This weekend professional wrestling makes a triumphant return to Tauranga after an absence of more than 20 years. Kiwi Pro Wrestling takes around 20 semi-professional and amateur wrestlers around the country. Reporter Sam Boyer took to the ring yesterday to find out what it's all about.
There's a lot to think about while a man's kicking you two-footed in the chest. But not a lot of time to think about it.
Keep your chin out the way, puff out your chest to take the hit, fly backwards and try not to whiplash your head on the canvas.
It's painful stuff for the kickee. Meanwhile the kicker's rounding off his move with a backflip. While I lie stunned on the floor, head swimming, catching my breath, he's doing a little dance and hamming it up for the spectators.
The world of wrestling is a curious and painful place.
I got a heel to the chin from the flying backflip kick. I was clotheslined. I was shoulder slammed. I was leaped upon from the top rope.

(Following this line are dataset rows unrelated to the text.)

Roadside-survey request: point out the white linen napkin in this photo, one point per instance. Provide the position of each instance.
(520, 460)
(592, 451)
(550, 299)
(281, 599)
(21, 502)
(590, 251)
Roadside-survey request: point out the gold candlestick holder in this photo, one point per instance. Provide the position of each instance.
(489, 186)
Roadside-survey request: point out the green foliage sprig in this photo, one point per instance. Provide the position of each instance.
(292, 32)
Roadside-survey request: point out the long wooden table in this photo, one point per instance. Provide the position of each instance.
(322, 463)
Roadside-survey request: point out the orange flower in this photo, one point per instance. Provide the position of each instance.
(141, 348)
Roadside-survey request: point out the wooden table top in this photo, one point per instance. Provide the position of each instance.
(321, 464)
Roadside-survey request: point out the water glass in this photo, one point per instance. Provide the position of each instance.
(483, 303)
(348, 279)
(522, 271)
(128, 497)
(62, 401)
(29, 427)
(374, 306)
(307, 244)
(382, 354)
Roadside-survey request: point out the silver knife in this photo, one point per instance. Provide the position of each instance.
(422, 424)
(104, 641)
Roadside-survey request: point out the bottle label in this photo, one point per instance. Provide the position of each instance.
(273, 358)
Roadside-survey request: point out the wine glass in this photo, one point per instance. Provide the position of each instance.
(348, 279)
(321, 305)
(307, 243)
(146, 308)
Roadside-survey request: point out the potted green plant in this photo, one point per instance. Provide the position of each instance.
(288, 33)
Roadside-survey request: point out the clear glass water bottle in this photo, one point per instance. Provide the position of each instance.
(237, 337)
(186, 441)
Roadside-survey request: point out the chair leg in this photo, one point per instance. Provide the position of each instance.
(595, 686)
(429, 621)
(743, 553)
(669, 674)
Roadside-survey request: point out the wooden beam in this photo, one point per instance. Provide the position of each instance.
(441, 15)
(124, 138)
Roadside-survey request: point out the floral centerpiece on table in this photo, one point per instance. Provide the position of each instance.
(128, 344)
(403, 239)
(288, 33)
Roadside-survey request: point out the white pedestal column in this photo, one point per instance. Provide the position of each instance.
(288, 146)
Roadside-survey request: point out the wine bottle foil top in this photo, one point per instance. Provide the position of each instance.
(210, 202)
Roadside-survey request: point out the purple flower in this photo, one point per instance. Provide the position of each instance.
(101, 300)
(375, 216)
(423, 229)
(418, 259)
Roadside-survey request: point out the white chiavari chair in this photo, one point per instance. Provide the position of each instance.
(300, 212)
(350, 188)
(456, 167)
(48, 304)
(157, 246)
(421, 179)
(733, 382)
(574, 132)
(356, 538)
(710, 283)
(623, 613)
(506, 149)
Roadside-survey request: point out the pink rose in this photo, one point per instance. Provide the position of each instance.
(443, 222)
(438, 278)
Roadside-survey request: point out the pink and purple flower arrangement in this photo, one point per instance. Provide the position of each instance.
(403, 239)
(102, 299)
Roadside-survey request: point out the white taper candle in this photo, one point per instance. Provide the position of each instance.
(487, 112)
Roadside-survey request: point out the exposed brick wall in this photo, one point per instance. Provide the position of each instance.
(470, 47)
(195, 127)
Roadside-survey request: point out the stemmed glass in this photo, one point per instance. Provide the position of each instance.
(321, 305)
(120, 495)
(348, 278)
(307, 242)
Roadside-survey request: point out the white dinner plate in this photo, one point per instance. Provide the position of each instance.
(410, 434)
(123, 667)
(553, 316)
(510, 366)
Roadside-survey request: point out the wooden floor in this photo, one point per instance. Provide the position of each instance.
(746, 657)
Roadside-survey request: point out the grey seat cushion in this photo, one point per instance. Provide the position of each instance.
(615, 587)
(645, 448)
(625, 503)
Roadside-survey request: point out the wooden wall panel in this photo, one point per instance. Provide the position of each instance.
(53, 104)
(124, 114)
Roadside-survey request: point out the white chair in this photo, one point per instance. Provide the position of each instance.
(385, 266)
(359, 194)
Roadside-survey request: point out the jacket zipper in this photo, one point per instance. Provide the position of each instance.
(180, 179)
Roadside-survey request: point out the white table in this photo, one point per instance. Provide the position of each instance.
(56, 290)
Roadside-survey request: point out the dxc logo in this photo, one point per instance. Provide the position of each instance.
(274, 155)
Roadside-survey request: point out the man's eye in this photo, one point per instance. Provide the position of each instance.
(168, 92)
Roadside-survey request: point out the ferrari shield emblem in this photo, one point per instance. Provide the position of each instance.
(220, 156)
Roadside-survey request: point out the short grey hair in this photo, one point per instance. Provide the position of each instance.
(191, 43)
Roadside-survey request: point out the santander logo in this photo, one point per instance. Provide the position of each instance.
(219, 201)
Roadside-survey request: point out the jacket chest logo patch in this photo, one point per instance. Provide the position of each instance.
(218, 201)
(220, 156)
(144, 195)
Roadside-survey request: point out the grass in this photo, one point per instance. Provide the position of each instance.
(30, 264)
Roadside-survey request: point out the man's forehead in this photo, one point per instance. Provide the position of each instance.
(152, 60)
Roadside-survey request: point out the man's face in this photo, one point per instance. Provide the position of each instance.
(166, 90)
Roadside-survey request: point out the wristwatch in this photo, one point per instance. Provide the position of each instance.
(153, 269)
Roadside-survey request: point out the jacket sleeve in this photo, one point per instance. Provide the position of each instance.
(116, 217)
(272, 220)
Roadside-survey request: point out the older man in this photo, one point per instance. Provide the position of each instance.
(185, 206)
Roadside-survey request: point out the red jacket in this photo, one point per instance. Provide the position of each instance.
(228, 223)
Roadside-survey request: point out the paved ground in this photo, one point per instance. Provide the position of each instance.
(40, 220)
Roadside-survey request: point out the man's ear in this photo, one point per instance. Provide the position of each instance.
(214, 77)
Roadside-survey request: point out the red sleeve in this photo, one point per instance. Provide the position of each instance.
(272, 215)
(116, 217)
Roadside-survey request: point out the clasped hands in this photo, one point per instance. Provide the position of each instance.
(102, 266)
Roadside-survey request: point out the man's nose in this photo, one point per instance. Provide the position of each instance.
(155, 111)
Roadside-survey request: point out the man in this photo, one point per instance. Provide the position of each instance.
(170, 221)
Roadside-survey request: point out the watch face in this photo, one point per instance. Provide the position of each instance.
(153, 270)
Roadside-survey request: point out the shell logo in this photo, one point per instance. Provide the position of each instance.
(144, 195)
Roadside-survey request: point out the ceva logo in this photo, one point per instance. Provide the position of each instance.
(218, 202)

They did things to me, things I didn't know humans did to other humans. Things like the Boston crab and the crippler cross-face. Hours after a knife-edge chop I still had the mark of a red hand clawing across my chest.
I probably wasn't prepared for just how much it would hurt. From a mere hour's punishment, I learned a lot about wrestling.
I did my best to look the part. I'd bought a silly mask. And trying on singlets in a crowded Glassons, searching for one that was suitably tight, was an early contender for my 2012 most embarrassing moment.
But wrestling is more than just the ludicrous outfits. There's more to it than simply pulling on your girlfriend's leggings.
I'll admit my interest in professional wrestling has waned since the halcyon days of WWF in the late 80s and early 90s, where the Ultimate Warrior ruled supreme and Hulk Hogan still had hair. The days of Ravishing Rick Rude, Macho Man Randy Savage, Andre the Giant, and Bret the Hitman Hart. A time when New Zealand's very own tag team, the Bushwhackers, once held centre-stage on our screens.
But I was once a devotee. I wrote a letter to the Hart Foundation tag team that my mum never sent. It's still on the wall in my childhood home, my tribute to New Zealand's declining wrestling popularity a faded 6-year-old's depiction of two men in pink lycra.
Grown males wearing tights, long flowing hair, shaven chests and fake tan. It's hard to see what it was that captured New Zealand's hearts in those days. But wrestling was huge here then. And overseas it still is.
Yesterday I got in the ring with Marc Perry, a 24-year-old lad from Birmingham with 10 years' wrestling experience. Like his peers, he's as much actor as athlete.
Around the time I learned to question wrestling's legitimacy, to cringe at its pageantry, my interest in the pursuit began to wane. Getting in the ring with these guys, though, it all came flooding back. The excitement, the expectation. The drama. What Perry called "sports entertainment".
"I do like to think of it as a sport," he said. "You've got to be athletic, you've got to be trained, you've got to practise. You can't just do the moves, you've got to entertain. If you go in there and you half-arse it, people are going to know."
Even when the guys are warming up, they're calling to their imaginary audience, baying for their attention and adulation.
It may be cheesy but it's entertaining. It's like a play, only Hamlet's tanned and shirtless, and MacBeth's wearing speedos.
Tonight, Queen Elizabeth Youth Centre, doors open 6.45pm. Adults $15, 10-16 $10, under 10s $5.